Sul ponte (di Matteo) sventola camicia bianca
Domanda d’obbligo dopo aver visto gli euro-sirenetti alla Festa dell’Unità di Bologna: basta una camicia bianca a svecchiare il Paese? Matteo Renzi si è presentato alla chiusura della kermesse progressista in camicia bianca griffata Scervino insieme agli astri nascenti della sinistra europea, a partire dall’acclamatissimo leader spagnolo del Psoe, Pedro Sanchez, professore di economia. Sul palco c’erano, con loro, i migliori fichi del bigoncio europeo: Post (tedesco), Samson (olandese),Valls (francese). Un quintetto predisposto a creare l’evento mediatico per ribadire i punti cardine del proprio disegno politico che hanno sintetizzato con lo slogan “Basta con i gufi”. D’Alema e Bersani sono ormai del tutto rottamati. D’accordo, la foto del quintetto in camicia bianca ha fatto il giro del mondo, ha sollecitato i commenti più disparati: a Marcello Veneziani, ad esempio, il rito bolognese è sembrato “una festa di quaresima” ed il quintetto una “comitiva di cresimandi” in rappresentanza dell’Europa di sinistra “dopo la candeggina del nuovismo”. Epperò la trovata ha fatto centro. Renzi ha avvertito i nemici del Pd: “Il mio posto? Aspettate il 2017”. Ci arriverà? La fronda Pd sgomita, è tignosa, ma non ha un grande seguito.“Vogliono tutti stare con Renzi” dicono molti dirigenti filo-premier “non per amore, magari, ma perché quel 40% delle Europee ha chiarito a tutti che la sua è l’unica leadership possibile, per gli anni a venire, e dunque conviene stare con lui”.
Renzi a Bologna non ha detto nulla di definitivo. Ha fatto un discorso di gran propaganda. Ha rimarcato l’orgoglio democratico e il carattere pluralista del Pd, omaggiando Bersani che si è commosso (capirai) placando per un po’ le inquiete acque rosse e rosè del partito, di fatto aprendo la via alla gestione unitaria. Già che c’era Matteo ha pure ricordato lo “straordinario successo elettorale”, la voglia di “cambiare l’Europa”. E poi la stilettata al cuore: “Pensiamo più alle famiglie e meno alle banche”, “Junker mantenga la promessa dei 300 miliardi di investimenti”. Calma Matteo, sono sì 300 miliardi (per investimenti).

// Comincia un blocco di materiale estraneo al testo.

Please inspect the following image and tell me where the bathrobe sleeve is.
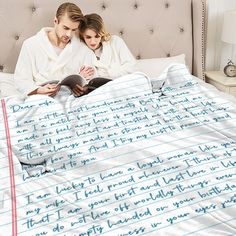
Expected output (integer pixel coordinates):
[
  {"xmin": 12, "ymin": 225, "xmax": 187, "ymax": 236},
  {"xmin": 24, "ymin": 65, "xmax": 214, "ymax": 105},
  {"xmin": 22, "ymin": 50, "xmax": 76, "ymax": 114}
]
[
  {"xmin": 14, "ymin": 41, "xmax": 38, "ymax": 96},
  {"xmin": 108, "ymin": 35, "xmax": 136, "ymax": 79}
]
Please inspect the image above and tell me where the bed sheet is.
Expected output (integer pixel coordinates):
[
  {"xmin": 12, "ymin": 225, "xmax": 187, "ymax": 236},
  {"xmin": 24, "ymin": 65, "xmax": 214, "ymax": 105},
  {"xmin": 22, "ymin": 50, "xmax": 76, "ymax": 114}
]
[{"xmin": 0, "ymin": 64, "xmax": 236, "ymax": 236}]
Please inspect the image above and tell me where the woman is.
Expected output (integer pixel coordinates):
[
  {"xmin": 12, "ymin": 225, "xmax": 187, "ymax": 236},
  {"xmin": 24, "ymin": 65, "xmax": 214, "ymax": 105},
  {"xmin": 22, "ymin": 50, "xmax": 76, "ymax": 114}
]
[{"xmin": 79, "ymin": 13, "xmax": 136, "ymax": 79}]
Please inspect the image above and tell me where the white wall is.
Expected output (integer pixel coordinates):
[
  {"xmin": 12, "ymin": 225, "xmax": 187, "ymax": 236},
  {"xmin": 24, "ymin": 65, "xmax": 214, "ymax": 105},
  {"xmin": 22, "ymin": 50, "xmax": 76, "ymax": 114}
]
[{"xmin": 206, "ymin": 0, "xmax": 236, "ymax": 70}]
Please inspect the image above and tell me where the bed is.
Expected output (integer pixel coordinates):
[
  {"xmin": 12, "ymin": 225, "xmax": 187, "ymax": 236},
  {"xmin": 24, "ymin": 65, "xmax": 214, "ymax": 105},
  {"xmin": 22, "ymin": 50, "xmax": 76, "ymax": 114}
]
[{"xmin": 0, "ymin": 0, "xmax": 236, "ymax": 236}]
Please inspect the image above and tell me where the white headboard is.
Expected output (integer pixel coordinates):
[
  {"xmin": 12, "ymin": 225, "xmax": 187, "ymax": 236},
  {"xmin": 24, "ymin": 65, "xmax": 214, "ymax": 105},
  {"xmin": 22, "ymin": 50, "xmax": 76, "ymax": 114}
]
[{"xmin": 0, "ymin": 0, "xmax": 206, "ymax": 79}]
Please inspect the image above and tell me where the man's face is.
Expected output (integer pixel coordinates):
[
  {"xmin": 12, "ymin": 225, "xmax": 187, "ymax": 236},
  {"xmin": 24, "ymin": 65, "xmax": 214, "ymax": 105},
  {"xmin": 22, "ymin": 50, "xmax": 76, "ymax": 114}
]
[{"xmin": 54, "ymin": 15, "xmax": 79, "ymax": 44}]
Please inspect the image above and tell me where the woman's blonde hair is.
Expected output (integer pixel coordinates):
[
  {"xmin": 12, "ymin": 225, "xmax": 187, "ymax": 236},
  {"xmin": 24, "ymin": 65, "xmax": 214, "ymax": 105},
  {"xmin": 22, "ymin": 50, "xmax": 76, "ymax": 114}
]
[{"xmin": 79, "ymin": 13, "xmax": 111, "ymax": 42}]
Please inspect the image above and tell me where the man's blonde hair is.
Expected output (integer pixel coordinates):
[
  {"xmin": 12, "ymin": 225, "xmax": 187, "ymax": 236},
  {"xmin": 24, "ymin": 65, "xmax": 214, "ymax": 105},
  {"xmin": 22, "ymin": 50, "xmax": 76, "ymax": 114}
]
[{"xmin": 56, "ymin": 2, "xmax": 83, "ymax": 22}]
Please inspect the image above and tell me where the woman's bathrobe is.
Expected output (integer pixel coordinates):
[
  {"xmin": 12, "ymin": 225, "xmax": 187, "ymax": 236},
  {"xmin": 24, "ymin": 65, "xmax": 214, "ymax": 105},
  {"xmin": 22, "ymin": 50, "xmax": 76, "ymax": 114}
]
[
  {"xmin": 14, "ymin": 28, "xmax": 94, "ymax": 95},
  {"xmin": 94, "ymin": 35, "xmax": 136, "ymax": 79}
]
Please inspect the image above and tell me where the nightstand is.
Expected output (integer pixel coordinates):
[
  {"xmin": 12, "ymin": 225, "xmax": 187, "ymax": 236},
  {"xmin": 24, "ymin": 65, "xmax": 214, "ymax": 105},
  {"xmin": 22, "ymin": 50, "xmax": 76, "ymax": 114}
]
[{"xmin": 205, "ymin": 71, "xmax": 236, "ymax": 97}]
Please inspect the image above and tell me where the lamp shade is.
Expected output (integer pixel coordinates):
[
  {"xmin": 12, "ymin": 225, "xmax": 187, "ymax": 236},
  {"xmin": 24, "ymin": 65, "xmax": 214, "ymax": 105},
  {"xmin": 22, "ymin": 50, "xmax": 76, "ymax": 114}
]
[{"xmin": 221, "ymin": 10, "xmax": 236, "ymax": 44}]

Ma spalmati in 5 anni. Perchè non l’hai detto? L’impresa di risollevare il Paese non è facile nemmeno nei pianificati “mille giorni”. Le rogne sono arcinote: disoccupazione, deflazione, debito pubblico, burocrazia ,tasse da primato mondiale, establishment vecchio ma inaffondabile che flirta con i carrozzoni frenando le riforme (vere). Certo il look informale di Renzi e soci a Bologna sarà anche stato un messaggio mediatico diretto ai “salotti buoni”. Un messaggio per dire bisogna cambiare tutti insieme. Nella strombazzata Cernobbio (dove Renzi non ha voluto andare) c’erano per lui tutti quelli che da trent’anni predicano senza far fare al Paese un solo passo avanti. Avranno raccolto? E allora? Allora bisogna ripartire non tanto – e non solo – da soluzioni economiche e finanziarie. Quella che stiamo vivendo e soffrendo dal 2009 non è (a mio avviso) una crisi economica e finanziaria tout court che si risolve con due-tre provvedimenti su Fisco e lavoro. Quella che stiamo vivendo è una crisi più profonda, è una crisi culturale. Per uscire davvero dal tunnel più che di “soluzioni tecniche” abbiamo bisogno di un cambiamento culturale. Abbiamo bisogno che questa Politica, chiusa ed avvitata in sé da vent’anni, trovi nuovi percorsi, nuovi pensieri, nuove parole d’ordine e coraggio. Rimettendo al centro l’uomo, le idee,l a collettività. Per scalzare il “sistema lasso” (F.Alberoni) in cui siamo finiti – fatto di aree degradate, eccessiva tolleranza, prepotenze di malloppisti, corruzione, vecchie facce di tolla, riforme inutili per obbedire all’Europa, pietoso e dannoso buonismo, eccetera – occorre una svolta epocale che gli intellettuali (poca roba in Italia) da troppi anni non sanno offrire. Ora i nodi sono venuti al pettine (persino in casa Ferrari). Forse la rivoluzione italiana è cominciata. Che Dio ce la mandi buona.